Why Isn't October the Eighth Month?
October 08, 2012
If an octagon has eight sides, why isn’t october the eighth month?
Good question! An octagon has 8 sides, but October is clearly not the 8th month of the year. In fact, I had never really thought about this until college, when I enrolled in Roman Civilization courses. The entire history of the calendar is fascinating, but I’ll give you a quick rundown.
Originally, there were ten months in the Roman calendar, which was basically a lunar calendar. The ten months were Martius (March), Aprilis (April), Maius (May), Iunius (June), Quintilis (Fifth), Sextilis (Sixth), September (Seventh), October (Eighth), November (Ninth), December (Tenth). Those Romans were REALLY original, weren’t they? Did you notice that there was no January or February? They were added later, thus confusing the order of months and frying brains everywhere! See, the Romans thought that winter was a monthless time of year, and therefore, there were additional days in between December and March. This wasn’t very organized (for good reason), and those days were eventually split up into two months: January, named for Janus, the Roman god of tradition, beginnings, and doorways, and February, named for the purification ritual held on the day of the full moon just before March.

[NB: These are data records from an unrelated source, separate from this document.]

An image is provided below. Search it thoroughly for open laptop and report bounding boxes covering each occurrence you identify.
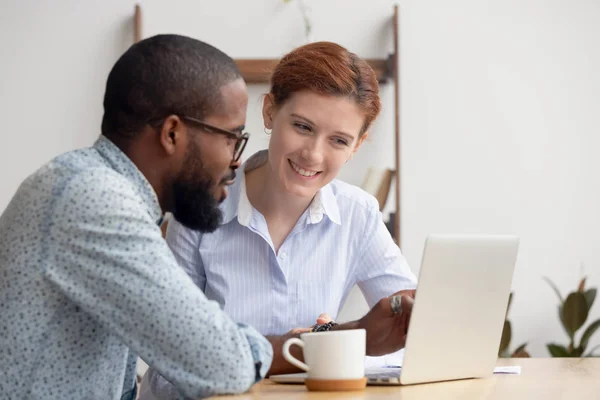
[270,235,519,385]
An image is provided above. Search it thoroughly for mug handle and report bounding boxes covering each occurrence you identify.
[281,338,309,371]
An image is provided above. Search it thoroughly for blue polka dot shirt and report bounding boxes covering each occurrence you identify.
[0,136,273,399]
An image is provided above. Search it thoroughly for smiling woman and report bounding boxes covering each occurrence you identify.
[139,42,416,400]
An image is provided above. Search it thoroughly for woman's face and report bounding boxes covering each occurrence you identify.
[263,91,367,198]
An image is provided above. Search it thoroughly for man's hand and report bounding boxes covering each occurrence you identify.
[332,290,415,356]
[357,293,414,356]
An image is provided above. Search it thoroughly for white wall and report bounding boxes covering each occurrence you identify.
[0,0,600,356]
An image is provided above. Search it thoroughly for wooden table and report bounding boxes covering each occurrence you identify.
[210,358,600,400]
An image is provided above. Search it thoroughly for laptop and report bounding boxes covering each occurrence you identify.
[270,235,519,385]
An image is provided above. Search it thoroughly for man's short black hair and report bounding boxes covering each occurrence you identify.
[102,35,241,137]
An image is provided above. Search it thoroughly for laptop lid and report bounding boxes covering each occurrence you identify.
[400,235,519,385]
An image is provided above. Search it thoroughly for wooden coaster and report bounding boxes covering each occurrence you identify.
[304,377,367,392]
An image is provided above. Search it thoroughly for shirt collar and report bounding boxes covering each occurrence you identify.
[94,135,163,224]
[221,150,341,226]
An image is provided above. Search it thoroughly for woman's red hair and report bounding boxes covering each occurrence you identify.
[270,42,381,136]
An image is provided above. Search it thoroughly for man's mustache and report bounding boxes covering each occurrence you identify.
[221,170,235,183]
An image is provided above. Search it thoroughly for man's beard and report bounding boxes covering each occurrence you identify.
[173,143,223,233]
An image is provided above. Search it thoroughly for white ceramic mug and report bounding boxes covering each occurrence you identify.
[282,329,367,380]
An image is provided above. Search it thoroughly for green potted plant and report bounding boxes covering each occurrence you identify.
[544,277,600,357]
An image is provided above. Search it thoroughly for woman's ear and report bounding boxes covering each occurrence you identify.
[346,132,369,162]
[263,93,275,129]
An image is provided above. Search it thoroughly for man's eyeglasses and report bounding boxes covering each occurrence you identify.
[179,115,250,161]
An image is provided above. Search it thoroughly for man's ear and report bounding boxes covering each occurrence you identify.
[160,115,186,155]
[263,93,276,129]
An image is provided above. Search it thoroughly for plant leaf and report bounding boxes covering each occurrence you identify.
[579,319,600,350]
[498,320,512,356]
[544,276,565,304]
[562,292,589,339]
[583,288,596,310]
[546,343,569,357]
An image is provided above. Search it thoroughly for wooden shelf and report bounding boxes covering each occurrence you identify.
[235,55,394,83]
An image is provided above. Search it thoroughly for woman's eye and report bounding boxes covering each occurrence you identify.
[334,138,348,146]
[294,122,311,132]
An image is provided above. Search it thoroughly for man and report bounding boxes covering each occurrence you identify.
[0,35,272,399]
[0,35,410,399]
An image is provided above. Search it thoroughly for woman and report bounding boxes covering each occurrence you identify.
[140,42,416,400]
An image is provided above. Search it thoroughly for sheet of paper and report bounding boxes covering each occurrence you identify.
[494,365,521,375]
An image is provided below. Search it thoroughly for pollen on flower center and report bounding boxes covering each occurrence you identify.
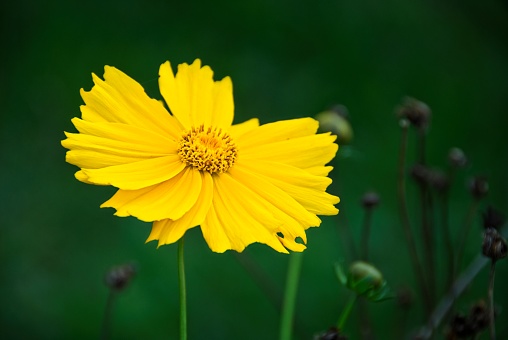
[178,125,238,173]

So, because of the Romans, our months don’t add up. One final note, Quintilis and Sextilis were renamed to honor Julius Caesar’s birth (in Quintilis) and Octavian Augustus’s conquests, which occurred during Sextilis. Now, we know them as July and August. If you want even MORE information about the history of the calendar, check our catalog. You can also look up Ancient Rome in the catalog or in one of my favorite databases, Daily Life Through History.
Well, if you read this and enjoyed it, I thank you. If you read it and hated it, at least you’ll have some fodder for trivia night.